Tsadiq fue interrumpido por Beni Meyujas, que entró corriendo y empujando a todo el que encontró a su paso, y, sin prestar atención a los inspectores de la policía, se arrodilló junto a Tirtsa para caer finalmente como desmayado. ¿O se había tirado al suelo?
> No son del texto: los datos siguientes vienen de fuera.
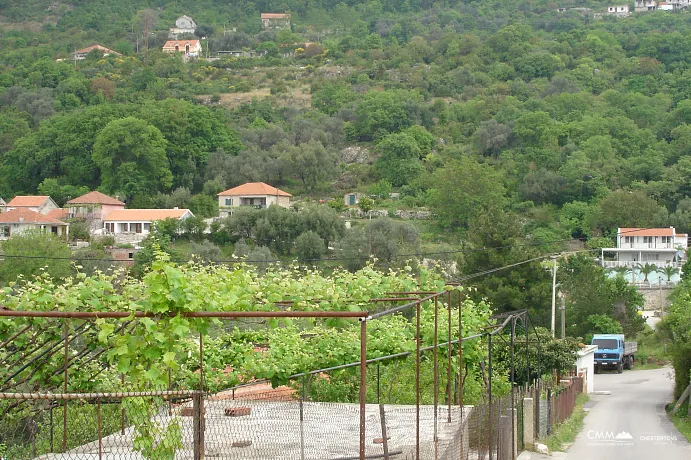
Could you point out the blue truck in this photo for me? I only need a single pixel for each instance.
(613, 352)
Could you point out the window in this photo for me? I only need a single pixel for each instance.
(606, 344)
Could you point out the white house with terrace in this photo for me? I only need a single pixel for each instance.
(133, 225)
(663, 247)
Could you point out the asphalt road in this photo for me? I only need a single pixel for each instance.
(630, 423)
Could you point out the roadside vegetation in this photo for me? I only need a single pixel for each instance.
(565, 434)
(683, 423)
(652, 350)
Porque sobre ese punto se había discutido después en la sala de prensa, cuando intentaban explicar con exactitud lo que había pasado, y hasta hubo quien se lamentó de que Schreiber no hubiera filmado ese momento y se hubiera limitado a quedarse allí detrás, con los brazos extendidos, como disculpándose por no haber podido impedir todo aquello.
Beni Meyujas se tumbó sobre el cadáver de Tirtsa, haciendo caso omiso de las protestas del forense, de las marcas de tiza blanca y del cuidadoso trabajo de recogida de pruebas, rastros o evidencias, mientras exclamaba una y otra vez:
– Yo… Por mi culpa…, todo ha sido por mi culpa…
Hagar se inclinó hacia él e intentó agarrarlo, pero Beni Meyujas retiró el brazo con fuerza al tiempo que se producía un fuerte resplandor, el del flash de la cámara de los inspectores de la brigada criminal.
– ¿Es el marido? -le preguntó el inspector de policía a Tsadiq-. ¿Es su marido? -insistió, señalando con la cabeza hacia Beni Meyujas, a quien el personal del equipo forense acababa de apartar del cadáver.
– Sí, su pareja -dijo Tsadiq-. Llevaban juntos ya varios años. Un gran amor. Usted es… ¿Nos conocemos?